Leigh Alexander schreibt über “Addiction & Fame: How Flappy Bird is the App Store’s Grunge Moment“:
The recipe for Flappy Bird’s success is in many ways fairly standard for the Western indie game development: small and simple, yet sadistically challenging, with a borrowed retro aesthetic. Yet it seems the traditional development community wanted to “other” Nguyen
Das Othering von Entwickler Dong Nguyen greift auch Mattie Brice in “Our Flappy Dystopia” auf und stellt es in den Kontext des Kapitalismus:
I’m going to get right to it: any critique or reporting on games that doesn’t include an intersectional perspective on the presence of capitalism in games is incomplete. [...] The conversation of what is and isn’t a game is often, intentionally or not, used to assign value to already established gaming conventions that benefit the established system and marginalize works that do not look like it, and therefore threaten it.
Brendan Keogh schreibt “On Flappy Bird, Games Culture and the Problem with Innovation“:
I hate the notion of ‘innovation’ as some Holy Grail of game design. I don’t know when or where it entered the vocabularies of tech and games cultures, but I suspect it was smuggled in as a marketing buzzword through Californian start-ups, and now we are stuck with it. I hate this notion that the most important thing a new game should do is ‘innovate,’ that it should do something completely new.

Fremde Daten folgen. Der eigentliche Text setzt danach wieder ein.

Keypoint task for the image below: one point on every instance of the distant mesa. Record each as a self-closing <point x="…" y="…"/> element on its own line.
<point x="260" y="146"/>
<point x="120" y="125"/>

Patrick Klepek konzentriert sich in “Our Internet Empathy Problem“ auf die Attacken gegen Nguyen:
Words are powerful, and people should be responsible for them. When we characterize threats as “idle,” we remove the individual from the equation. It’s victim blaming. It’s hard to imagine how Nguyen is to blame here. When the Internet turns on you, it’s hard to describe the emotional rollercoaster that goes along with it. You can’t exactly walk away from the Internet forever. While looking at a long list of abuse Tweets directed at Nguyen, it’s easy to distance yourself from it because, hey, it’s not you.
Siehe auch hier:
http://superlevel.de/w00t-zum-sonntag/drama-bird/
Ich hab irgendwie das Posten verplant, aber fertige Entwürfe wegwerfen ist ja auch blöd.